Hmm okay, I thought leiden clustering pulls cells with similar expression closer to each other on the UMAP space? By clustered UMAP, i mean the UMAP produced after i performed leiden clustering on it. By unclustered i mean that I just plotted the UMAP without calculating the leiden clusters.

Then I dont know what happened, but when I plotted the UMAP without leiden clustering performed, it had a different shape in the UMAP then after I calculated the leiden clusters. I will check the confusion matrix and come back to it when I have the results. In the meantime I can only post this image where I put both UMAPs next to each other and drew what I meant about part of cluster1 being added to cluster2 after performing the leiden clustering:

change-umap

ivirshup commented 7 months ago

Hmm okay, I thought leiden clustering pulls cells with similar expression closer to each other on the UMAP space?

No. leiden clustering is just trying to divide the data into a discrete set of clusters. The only output of clustering is a cluster label on each point and some parameters.

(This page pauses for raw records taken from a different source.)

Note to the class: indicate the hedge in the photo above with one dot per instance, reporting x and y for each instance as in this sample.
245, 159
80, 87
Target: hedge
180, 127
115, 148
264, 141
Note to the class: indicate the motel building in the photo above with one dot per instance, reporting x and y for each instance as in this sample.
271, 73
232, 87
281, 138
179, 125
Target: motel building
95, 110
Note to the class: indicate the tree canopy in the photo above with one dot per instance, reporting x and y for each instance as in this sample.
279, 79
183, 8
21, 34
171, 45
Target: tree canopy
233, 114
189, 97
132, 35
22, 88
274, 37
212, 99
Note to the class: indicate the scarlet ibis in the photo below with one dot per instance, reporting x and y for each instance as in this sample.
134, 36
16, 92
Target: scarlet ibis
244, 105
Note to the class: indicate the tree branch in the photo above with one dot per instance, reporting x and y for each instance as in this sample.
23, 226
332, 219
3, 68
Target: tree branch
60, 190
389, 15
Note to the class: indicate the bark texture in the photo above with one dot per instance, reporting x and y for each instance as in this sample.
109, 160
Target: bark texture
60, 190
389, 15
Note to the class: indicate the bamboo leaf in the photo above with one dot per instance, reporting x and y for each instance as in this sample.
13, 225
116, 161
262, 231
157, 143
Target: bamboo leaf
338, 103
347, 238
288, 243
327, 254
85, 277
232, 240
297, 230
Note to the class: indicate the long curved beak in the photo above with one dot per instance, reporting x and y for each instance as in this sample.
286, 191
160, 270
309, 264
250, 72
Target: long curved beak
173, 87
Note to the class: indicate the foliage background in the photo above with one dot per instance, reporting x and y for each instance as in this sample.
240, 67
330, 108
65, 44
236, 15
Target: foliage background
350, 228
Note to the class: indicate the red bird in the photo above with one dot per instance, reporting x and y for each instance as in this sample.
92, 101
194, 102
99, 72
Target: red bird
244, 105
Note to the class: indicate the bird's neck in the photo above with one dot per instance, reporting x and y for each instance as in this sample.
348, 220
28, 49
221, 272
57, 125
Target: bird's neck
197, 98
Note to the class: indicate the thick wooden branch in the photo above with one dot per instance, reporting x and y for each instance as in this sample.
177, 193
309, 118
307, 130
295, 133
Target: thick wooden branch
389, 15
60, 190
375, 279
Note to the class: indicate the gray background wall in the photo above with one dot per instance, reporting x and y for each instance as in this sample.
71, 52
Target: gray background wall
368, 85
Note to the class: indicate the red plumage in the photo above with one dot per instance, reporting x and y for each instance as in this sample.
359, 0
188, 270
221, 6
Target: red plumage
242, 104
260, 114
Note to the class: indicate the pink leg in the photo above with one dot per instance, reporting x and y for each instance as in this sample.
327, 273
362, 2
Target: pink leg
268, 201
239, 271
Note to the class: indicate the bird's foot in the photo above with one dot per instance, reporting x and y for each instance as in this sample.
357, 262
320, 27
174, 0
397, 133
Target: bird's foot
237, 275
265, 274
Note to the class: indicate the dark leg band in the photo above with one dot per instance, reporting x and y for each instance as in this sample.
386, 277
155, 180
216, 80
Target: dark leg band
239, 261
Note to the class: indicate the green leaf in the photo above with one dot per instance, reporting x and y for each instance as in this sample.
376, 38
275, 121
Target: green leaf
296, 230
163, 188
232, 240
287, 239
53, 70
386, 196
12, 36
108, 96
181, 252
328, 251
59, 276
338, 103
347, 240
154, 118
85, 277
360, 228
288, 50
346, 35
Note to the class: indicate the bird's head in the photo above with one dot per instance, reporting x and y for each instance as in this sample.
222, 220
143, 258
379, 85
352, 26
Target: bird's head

I do think people overload the term "cluster", so the confusion here is understandable.

A new UMAP will be generated if you call sc.tl.umap. E.g.

sc.pp.neighbors(adata, n_pcs = 30, n_neighbors = 20)
sc.tl.umap(adata)  # Computes a UMAP layout
sc.tl.leiden(adata, resolution = 0.2)  # Computes a clustering
sc.pl.umap(adata, color='leiden')

If you just want to cluster with different parameters, you can call sc.tl.leiden again. See for example the clustering at multiple resolutions here: https://scanpy.readthedocs.io/en/stable/tutorials/basics/clustering.html#manual-cell-type-annotation

I would note that both leiden and umap rely on the graph generated by sc.pp.neighbors.

Celine-Serry commented 6 months ago

Ah I see now that recalculating sc.pp.neigbors fixes my problem. Thanks!

flying-sheep commented 6 months ago

Great to hear! I’ll close this then, but if you have more questions or concerns about reproducibility, feel free to comment here or make a new issue!